The study also highlights that the country’s skills development infrastructure has a critical role to play in the creation of such a gigafactory or factories. It recommends early engagement with the relevant Sector Education and Training Authorities (SETAs), namely the Manufacturing, Engineering and Related Services SETA and the Chemical Industries SETA, to ensure the supply of skilled workers.

Partnerships & Markets

It further cites the need for collaboration and partnerships with the Council for Scientific and Industrial Research and South African universities. This is necessary to ensure the development of the electrochemical and advanced manufacturing capabilities required by the LFP battery cell manufacturing sector. An aim should be the development of modular and scalable technology platforms that would allow flexibility in upgrading programmes and integration with new battery chemistries that could be developed in the future. Additionally, there is a need to develop local standards and testing facilities for storage batteries, which will require support from the South African Bureau of Standards and the National Regulator for Compulsory Specifications (NRCS).
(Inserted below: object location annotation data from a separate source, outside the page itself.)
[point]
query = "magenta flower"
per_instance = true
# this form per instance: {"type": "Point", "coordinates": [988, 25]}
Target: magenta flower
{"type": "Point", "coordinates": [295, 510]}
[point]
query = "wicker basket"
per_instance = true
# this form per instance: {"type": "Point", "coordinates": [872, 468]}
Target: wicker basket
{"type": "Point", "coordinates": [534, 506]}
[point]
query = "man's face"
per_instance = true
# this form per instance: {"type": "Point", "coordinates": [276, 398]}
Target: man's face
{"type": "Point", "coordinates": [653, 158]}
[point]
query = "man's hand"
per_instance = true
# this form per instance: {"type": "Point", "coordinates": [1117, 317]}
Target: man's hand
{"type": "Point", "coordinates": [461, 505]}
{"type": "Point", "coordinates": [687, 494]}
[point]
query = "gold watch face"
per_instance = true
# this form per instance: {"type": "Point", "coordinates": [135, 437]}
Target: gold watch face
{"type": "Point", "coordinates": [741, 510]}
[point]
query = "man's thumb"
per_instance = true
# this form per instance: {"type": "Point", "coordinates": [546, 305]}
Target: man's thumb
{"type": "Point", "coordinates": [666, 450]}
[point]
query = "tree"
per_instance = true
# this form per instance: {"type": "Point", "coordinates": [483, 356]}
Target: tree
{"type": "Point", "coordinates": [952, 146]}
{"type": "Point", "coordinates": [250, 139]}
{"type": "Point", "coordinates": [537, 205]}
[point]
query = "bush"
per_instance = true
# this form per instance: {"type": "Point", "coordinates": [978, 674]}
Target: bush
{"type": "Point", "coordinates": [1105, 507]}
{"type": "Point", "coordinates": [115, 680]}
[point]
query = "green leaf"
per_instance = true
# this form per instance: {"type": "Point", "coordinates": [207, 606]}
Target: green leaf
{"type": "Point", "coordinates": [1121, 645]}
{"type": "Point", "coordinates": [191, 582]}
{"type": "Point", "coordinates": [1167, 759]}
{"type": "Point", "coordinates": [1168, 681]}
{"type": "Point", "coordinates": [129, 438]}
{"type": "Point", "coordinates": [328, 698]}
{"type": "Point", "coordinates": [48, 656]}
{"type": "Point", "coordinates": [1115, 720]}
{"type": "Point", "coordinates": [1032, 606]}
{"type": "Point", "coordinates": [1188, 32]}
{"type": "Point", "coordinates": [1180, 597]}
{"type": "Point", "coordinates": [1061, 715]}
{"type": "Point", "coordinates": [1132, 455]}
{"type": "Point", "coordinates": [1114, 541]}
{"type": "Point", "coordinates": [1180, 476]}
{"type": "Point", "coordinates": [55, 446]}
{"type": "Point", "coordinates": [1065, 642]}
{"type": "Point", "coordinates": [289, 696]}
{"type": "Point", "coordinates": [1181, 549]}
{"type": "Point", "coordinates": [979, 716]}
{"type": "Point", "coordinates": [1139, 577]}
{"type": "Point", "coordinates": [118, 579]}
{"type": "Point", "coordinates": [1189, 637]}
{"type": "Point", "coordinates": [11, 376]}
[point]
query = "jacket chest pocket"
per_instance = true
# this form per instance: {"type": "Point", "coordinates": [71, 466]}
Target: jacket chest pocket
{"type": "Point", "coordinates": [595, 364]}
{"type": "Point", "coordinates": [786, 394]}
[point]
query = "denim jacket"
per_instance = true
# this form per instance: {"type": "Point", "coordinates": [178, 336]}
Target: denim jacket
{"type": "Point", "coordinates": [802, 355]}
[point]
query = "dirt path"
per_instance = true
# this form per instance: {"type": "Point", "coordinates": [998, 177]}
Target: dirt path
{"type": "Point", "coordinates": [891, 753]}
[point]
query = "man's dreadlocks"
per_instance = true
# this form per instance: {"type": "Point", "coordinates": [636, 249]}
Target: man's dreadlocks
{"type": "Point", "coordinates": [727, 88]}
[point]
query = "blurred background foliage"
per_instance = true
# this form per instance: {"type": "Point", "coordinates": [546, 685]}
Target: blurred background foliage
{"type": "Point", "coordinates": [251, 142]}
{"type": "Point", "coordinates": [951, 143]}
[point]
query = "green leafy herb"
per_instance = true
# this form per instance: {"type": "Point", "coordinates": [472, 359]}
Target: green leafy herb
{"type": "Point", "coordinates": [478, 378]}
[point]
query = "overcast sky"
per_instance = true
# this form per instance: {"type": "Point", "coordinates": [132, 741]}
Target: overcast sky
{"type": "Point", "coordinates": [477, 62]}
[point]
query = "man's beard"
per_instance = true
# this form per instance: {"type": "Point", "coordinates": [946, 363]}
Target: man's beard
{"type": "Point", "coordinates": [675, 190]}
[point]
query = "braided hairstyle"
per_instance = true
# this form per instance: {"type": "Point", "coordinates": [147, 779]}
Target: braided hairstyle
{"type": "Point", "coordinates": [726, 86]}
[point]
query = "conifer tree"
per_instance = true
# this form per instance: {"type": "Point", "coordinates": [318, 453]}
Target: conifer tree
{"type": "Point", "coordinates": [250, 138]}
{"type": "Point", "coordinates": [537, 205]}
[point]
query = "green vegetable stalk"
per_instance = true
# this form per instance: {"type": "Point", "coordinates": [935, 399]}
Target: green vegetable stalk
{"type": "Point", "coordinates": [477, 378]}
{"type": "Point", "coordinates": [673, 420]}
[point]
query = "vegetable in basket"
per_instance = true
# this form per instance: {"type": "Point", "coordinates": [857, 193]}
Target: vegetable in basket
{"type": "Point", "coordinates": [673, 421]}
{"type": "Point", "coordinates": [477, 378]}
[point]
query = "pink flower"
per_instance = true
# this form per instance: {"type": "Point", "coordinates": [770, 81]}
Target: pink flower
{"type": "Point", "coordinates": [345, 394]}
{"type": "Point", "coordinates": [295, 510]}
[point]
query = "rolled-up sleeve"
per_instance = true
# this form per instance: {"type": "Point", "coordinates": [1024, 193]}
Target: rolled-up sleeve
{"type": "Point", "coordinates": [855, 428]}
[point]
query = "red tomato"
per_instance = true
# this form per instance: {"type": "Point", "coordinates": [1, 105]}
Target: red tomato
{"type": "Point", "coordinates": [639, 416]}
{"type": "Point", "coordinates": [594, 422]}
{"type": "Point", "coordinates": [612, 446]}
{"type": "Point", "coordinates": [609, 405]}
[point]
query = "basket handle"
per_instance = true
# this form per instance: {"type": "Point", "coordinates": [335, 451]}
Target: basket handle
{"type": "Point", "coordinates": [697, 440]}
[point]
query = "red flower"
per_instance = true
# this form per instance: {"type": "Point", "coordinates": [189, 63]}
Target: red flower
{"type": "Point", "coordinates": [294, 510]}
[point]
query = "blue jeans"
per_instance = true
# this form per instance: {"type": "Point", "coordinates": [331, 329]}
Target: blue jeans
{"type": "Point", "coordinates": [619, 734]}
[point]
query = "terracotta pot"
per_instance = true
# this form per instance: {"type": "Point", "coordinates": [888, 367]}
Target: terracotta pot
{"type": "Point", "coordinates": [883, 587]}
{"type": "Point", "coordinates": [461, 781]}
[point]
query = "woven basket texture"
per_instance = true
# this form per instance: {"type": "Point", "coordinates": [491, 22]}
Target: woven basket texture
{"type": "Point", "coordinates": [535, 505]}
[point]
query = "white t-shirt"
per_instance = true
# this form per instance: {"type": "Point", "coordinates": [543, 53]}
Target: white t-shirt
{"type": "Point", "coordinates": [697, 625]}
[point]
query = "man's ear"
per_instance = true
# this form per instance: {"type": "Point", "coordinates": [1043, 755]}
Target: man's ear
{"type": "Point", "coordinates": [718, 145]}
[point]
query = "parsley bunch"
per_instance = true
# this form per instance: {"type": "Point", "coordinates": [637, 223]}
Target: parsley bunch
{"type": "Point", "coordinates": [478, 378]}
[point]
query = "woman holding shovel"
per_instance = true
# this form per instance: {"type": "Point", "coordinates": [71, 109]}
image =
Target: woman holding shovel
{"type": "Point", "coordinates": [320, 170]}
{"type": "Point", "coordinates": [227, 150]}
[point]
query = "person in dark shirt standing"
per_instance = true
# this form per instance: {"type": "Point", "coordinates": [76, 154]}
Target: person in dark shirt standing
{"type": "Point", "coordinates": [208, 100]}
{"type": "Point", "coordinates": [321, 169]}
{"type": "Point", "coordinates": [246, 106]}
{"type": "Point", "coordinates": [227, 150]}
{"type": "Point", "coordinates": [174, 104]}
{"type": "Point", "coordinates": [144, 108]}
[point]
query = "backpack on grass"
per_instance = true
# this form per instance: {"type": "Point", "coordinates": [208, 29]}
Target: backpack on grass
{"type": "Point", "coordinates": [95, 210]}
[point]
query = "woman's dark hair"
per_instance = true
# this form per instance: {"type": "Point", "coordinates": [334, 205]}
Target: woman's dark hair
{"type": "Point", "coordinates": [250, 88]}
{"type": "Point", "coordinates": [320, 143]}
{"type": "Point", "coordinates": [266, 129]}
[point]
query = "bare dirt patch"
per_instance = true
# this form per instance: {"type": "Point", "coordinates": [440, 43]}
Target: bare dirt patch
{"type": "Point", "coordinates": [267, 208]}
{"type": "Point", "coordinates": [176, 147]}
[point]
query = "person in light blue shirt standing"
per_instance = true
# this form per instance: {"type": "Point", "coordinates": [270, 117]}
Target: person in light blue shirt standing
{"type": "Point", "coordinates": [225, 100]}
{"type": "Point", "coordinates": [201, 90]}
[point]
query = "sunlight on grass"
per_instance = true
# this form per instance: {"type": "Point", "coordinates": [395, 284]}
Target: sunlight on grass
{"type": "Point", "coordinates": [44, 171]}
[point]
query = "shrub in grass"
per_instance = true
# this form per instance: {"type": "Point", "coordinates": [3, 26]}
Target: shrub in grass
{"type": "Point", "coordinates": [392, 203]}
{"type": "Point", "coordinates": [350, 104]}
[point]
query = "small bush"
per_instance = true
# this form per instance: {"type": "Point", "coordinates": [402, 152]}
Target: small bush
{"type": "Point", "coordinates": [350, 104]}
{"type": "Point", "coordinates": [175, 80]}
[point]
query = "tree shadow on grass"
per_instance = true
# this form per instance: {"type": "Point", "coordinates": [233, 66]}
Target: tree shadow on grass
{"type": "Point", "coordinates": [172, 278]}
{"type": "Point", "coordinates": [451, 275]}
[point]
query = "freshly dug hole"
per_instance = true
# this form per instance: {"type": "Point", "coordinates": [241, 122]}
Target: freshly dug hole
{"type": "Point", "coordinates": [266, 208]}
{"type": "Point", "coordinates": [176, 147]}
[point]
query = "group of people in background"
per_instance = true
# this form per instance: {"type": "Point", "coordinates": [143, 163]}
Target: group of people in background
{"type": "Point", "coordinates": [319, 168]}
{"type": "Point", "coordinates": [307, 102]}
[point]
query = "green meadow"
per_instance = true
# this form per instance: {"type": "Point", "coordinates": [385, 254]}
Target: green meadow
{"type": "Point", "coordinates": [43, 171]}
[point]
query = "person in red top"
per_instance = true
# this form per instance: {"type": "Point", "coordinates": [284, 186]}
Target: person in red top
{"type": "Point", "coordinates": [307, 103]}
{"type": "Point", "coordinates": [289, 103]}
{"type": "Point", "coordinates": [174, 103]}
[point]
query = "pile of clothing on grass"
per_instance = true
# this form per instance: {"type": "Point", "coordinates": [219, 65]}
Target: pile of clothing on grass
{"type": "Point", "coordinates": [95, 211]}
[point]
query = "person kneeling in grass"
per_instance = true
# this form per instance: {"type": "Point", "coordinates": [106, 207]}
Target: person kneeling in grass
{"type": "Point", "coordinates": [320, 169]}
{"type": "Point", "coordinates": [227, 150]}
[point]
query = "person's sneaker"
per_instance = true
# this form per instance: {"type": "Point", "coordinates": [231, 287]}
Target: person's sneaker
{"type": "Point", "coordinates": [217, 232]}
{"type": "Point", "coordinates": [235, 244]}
Moreover, the study stresses the necessity of creating partnerships with established international battery cell producers. These are essential, as they will allow rapid technology transfer and access to world-class research and development as well as to proven manufacturing processes. In turn, these would reduce risk and accelerate the achievement of commercial scale production. South Africa’s status, as a jurisdiction with a transparent legal framework, a record of developing large industrial projects, and a solid intellectual property regime, makes very feasible the attracting of the quality of technical partner necessary for the project.

Partnerships will also accelerate market access. The African market should be prioritised. This should include sector-specific partnerships within the region, such as with mining, telecommunications, agricultural and even utility companies, for off-grid or back-up power applications.

Setting up the gigafactory could take three years. The needed infrastructure upgrades at the Atlantis SEZ would take about the same time. Legislative approval could take 12 months. The project would have to adhere to all environmental, social and governance regulations and obtain the required approvals. Some customers might need specific certifications, while batteries for automotive applications could need homologation by the NRCS for the parts that will have to be imported.

Conclusion

“South Africa does not need to be a passive consumer of the global energy transition,” affirms LSF CEO Irshaad Kathrada. “This feasibility study makes a compelling case that we have the minerals, the location, the industrial base, and the policy framework to be a manufacturer and exporter of the technologies that will power the transition. The market is here. The demand signal is clear and growing. What is needed now is coordinated commitment from government, industry, and capital to translate that opportunity into production capacity. The LSF looks forward to working with all stakeholders to take this forward.”